History

As is generally well-known in early decades of the 20th century child labor was a very common practice in many American factories. Many of these children were working full daily shifts in dirty and unsafe conditions. Over time America’s attention was forced upon this issue, in large part by the photography of Lewis Hine. Hine was a photographer for the National Child Labor Committee whose poignant photography spurred movements for change which grew in size and resulted in numerous state and federal laws.

The main piece of federal legislation was the Keating-Owen Child Labor Act which “banned the sale of products from any factory, shop, or cannery that employed children under the age of 14, from any mine that employed children under the age of 16, and from any facility that had children under the age of 16 working at night or for more than 8 hours during the day.” (Kratz) This was a monumental piece of legislation that would have improved the lives of hundreds of thousands of American children. But in Hammer v. Dagenhart the Supreme Court struck it down, a 5-4 decision said that this law was unconstitutional.
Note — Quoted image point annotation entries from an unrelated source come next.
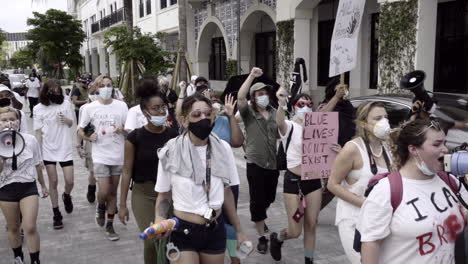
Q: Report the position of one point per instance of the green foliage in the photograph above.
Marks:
(57, 39)
(138, 47)
(397, 41)
(21, 59)
(285, 47)
(231, 68)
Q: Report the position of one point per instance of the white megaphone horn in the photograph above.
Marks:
(11, 145)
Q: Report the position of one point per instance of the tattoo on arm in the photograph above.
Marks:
(163, 209)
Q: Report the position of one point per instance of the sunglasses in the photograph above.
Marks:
(198, 113)
(301, 104)
(434, 124)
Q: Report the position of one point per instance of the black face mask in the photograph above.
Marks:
(56, 98)
(5, 102)
(201, 129)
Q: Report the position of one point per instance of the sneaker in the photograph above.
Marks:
(262, 245)
(100, 216)
(91, 195)
(111, 235)
(275, 246)
(58, 221)
(18, 260)
(67, 202)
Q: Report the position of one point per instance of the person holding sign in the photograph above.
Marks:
(301, 198)
(359, 160)
(260, 150)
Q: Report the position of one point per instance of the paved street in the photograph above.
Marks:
(82, 241)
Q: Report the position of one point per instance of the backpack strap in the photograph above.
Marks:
(289, 138)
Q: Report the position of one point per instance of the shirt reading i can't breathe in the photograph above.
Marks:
(109, 146)
(423, 228)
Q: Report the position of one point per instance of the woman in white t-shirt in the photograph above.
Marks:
(34, 86)
(296, 192)
(107, 117)
(424, 226)
(195, 170)
(53, 118)
(18, 190)
(359, 160)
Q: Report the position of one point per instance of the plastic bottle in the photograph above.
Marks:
(159, 228)
(244, 250)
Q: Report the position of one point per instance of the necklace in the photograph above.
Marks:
(377, 155)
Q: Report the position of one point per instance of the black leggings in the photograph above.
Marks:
(32, 102)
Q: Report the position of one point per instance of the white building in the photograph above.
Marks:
(97, 16)
(441, 49)
(15, 42)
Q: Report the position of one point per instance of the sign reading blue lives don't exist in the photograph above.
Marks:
(343, 49)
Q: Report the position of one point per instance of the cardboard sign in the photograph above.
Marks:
(343, 51)
(319, 135)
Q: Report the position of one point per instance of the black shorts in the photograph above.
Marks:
(200, 238)
(63, 164)
(292, 182)
(15, 192)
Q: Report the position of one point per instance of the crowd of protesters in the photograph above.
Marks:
(174, 152)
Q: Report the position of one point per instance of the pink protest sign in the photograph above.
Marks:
(320, 134)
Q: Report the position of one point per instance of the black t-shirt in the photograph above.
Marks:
(145, 164)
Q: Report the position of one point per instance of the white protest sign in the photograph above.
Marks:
(343, 49)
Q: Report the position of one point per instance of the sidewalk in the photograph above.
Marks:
(81, 241)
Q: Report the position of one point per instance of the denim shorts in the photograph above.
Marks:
(102, 170)
(200, 238)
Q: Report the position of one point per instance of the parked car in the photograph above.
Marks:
(18, 83)
(449, 108)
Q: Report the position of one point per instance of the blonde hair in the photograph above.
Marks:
(361, 117)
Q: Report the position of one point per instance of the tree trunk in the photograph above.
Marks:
(182, 40)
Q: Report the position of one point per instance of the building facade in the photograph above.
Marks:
(15, 42)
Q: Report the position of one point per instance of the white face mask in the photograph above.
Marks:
(106, 92)
(423, 167)
(263, 101)
(382, 129)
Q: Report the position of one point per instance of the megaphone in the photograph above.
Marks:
(11, 145)
(414, 81)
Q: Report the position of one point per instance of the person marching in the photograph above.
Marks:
(296, 191)
(108, 116)
(359, 160)
(430, 215)
(141, 160)
(52, 121)
(195, 171)
(260, 151)
(18, 190)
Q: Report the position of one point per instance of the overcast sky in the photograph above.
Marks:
(15, 12)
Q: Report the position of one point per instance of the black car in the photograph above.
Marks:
(449, 108)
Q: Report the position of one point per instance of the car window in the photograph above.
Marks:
(397, 113)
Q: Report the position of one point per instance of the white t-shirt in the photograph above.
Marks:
(191, 198)
(294, 153)
(422, 229)
(26, 162)
(33, 88)
(109, 146)
(135, 118)
(56, 136)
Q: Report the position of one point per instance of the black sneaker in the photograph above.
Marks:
(67, 202)
(275, 246)
(58, 221)
(91, 195)
(262, 245)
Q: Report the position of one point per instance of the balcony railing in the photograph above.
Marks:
(108, 21)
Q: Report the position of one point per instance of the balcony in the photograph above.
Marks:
(108, 21)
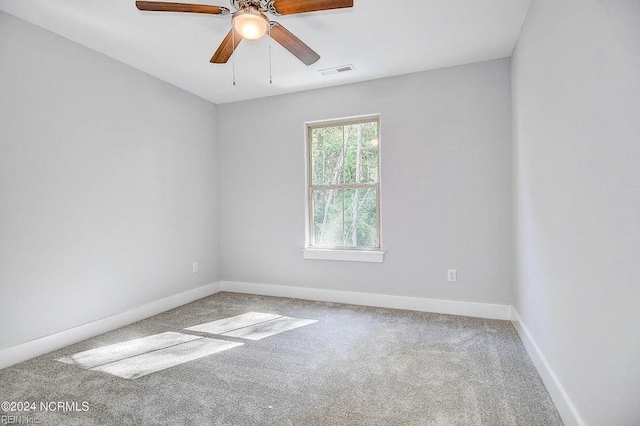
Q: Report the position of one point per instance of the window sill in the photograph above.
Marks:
(344, 255)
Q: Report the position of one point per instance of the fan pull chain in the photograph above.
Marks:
(270, 73)
(233, 50)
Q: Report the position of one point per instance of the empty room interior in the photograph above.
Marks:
(320, 212)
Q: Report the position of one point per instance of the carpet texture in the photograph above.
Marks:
(354, 366)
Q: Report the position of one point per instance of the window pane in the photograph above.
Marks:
(361, 162)
(327, 151)
(328, 221)
(345, 217)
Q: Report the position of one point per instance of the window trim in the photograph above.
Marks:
(358, 254)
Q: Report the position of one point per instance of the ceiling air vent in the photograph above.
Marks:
(337, 70)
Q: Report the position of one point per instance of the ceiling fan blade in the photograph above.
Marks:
(293, 44)
(289, 7)
(226, 48)
(160, 6)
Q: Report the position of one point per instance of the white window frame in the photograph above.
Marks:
(349, 254)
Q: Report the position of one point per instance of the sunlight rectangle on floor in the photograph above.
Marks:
(152, 362)
(269, 328)
(233, 323)
(111, 353)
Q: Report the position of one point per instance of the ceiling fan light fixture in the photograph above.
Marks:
(250, 23)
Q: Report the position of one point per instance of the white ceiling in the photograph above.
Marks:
(380, 38)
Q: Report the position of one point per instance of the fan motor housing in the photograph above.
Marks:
(261, 5)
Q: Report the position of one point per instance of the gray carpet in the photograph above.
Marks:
(354, 366)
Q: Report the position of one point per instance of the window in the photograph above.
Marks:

The Constitution gives Congress the ability to regulate interstate commerce, but according to Associate Justice William R. Day, writing for the majority, production is not commerce and therefore the law is unconstitutional.

By Art Young – The Liberator, Public Domain,

So Congress decided to go above the court and amend the Constitution giving Congress the power to regulate child labor. So in 1924, after another child labor law was struck down by the court, the House of Representatives passed a joint resolution, 297-69, and the Senate subsequently passed it, 61-23, and it was sent to the states for ratification. Between 1924 and 1937, 28 states ratified the amendment, 15 rejected it, and 7 did nothing. Maryland is one of the 15 states that outright rejected the amendment (on March 18, 1927 by the Maryland state legislature) and little thought has been put on it since. But the interesting thing about this amendment is that unlike many amendments (see ERA) it has no time limit, this means that any state can ratify it and if it reaches the ¾ threshold it will become part of the Constitution.